Eagletac D25 AAA (XP-G2 S2, 1xAAA/10440) Review: BEAMSHOTS, RUNTIMES+


May 27, 2006


The D25 AAA is the latest 1xAAA keychain light from Eagletac. Although it uses the standard twisty interface, it does have a few surprises up its sleeve. ;) Let's see how it compares to the competition in this class.

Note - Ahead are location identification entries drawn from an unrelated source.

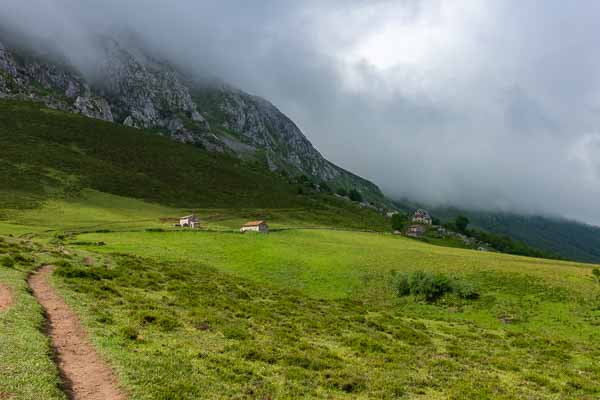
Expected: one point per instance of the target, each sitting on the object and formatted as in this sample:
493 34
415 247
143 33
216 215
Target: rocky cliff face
139 91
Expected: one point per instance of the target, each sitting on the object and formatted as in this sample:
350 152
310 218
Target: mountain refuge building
415 231
422 217
255 226
189 221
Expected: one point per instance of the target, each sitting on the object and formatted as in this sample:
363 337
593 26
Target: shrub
355 195
19 258
7 262
465 290
400 282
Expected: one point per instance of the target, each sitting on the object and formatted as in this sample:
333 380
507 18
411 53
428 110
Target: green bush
430 287
465 290
7 262
355 195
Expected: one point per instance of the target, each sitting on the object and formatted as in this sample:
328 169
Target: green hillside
570 239
48 154
328 305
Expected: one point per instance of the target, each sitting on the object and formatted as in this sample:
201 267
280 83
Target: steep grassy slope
48 154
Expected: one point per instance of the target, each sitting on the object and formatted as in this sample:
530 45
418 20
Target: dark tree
324 187
355 196
461 222
399 221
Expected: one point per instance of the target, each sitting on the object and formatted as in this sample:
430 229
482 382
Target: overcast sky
483 104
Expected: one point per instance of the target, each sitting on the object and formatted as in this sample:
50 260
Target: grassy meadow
311 310
313 313
26 370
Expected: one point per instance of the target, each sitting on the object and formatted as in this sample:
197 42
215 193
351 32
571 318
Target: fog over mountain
490 105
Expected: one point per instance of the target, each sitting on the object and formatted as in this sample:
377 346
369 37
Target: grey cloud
478 104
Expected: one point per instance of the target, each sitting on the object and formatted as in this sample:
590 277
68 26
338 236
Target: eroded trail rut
85 375
6 299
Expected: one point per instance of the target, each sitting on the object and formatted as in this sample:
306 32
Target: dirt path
85 375
6 298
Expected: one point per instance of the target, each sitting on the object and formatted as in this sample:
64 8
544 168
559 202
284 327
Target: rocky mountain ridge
133 89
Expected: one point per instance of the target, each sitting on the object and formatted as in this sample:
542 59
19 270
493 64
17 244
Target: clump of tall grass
431 287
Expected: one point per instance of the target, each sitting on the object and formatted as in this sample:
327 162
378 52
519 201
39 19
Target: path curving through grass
85 375
6 298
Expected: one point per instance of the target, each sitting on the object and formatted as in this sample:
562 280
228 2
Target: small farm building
416 231
255 226
189 221
422 217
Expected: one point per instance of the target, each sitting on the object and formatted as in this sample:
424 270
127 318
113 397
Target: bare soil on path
85 375
6 299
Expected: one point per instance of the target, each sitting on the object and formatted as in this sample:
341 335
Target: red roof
254 223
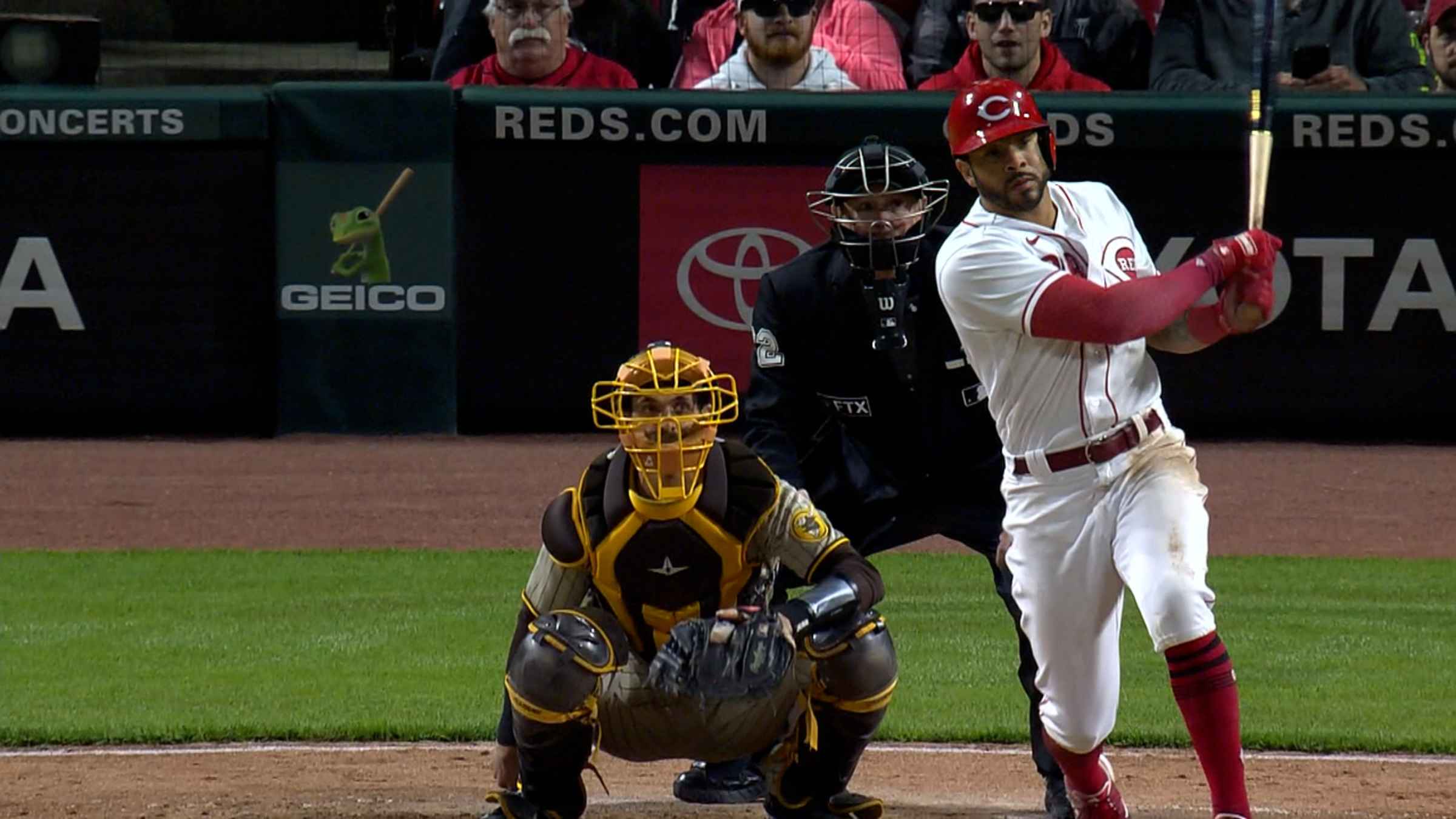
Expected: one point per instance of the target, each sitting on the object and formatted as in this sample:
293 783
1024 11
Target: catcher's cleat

Manufacturer Reported Specifications:
(note: as always, these are simply what the manufacturer/dealer provides – scroll down to see my actual testing results).

  • LED: CREE XP-G2 Cool White S2 LED, or Nichia 219B SW45 D220 LED (CRI 92), or Edison Opto 395nm UV LED (Note: I had the XP-G2 S2 for this review)
  • ANSI FL-1 Output/Runtime: Hi 85 lumens / 0.7 hr – Mid 40 lumens / 1.3 hrs – Lo 8 lumens / 6 hr
  • XP-G2 S2 Beam Distance: 45m
  • XP-G2 S2 Beam Intensity: 500cd
  • Nichia 219B Beam Distance: 32m
  • Nichia 219B Beam Intensity: 250cd
  • 1xAAA or 1x10440
  • Operating voltage: 0.8V - 4.2V
  • Supports 1.2V NiMH, 1.5V alkaline, 1.5V(1.7V) lithium, 3.7V li-ion
  • Compatible battery (diameter/length) AAA: (10-10.5mm/44-45mm)
  • Battery with protruded bottom top required
  • High switching frequency (1MHz) controller for more compact circuitry design
  • Circuit: Low internal resistance design offers up to 90% efficiency
  • Non-dimming constant current regulation for all output levels
  • Zero standby current
  • Supports output dimming with li-ion battery
  • Allows LED direct drive with li-ion battery at high mode
  • Reflector: Optical grade acrylic TIR optics
  • Material: HAIII hard anodization aerospace aluminum
  • Strong rare earth magnet installed at the tailcap (grey color coated)
  • Battery reverse polarity protection
  • Ultra low internal resistance phosphor bronze springs (silver coated)
  • Warranty: Ten years performance guaranteed warranty, Read flashlight regular maintenance
  • Dimensions: Head Dia. 0.55 inches (14 mm), Body Dia. 0.5 inches (13 mm), Length:
    2.7 inches (70 mm)
  • Weight 0.4 ounces (13 grams)
  • Waterproof: IPX-8
  • Package Contents: D25AAA flashlight, Spare o-rings, User Manual, Stainless steel clip, Strong rare earth magnet (grey color coated)
  • MSRP: ~$29

Packaging is pretty basic, consistent with this class. Outside of the box has the usual detailed specs. Inside, you get the light and standard extras – extra o-rings, pocket clip (attached), manual, and product inserts.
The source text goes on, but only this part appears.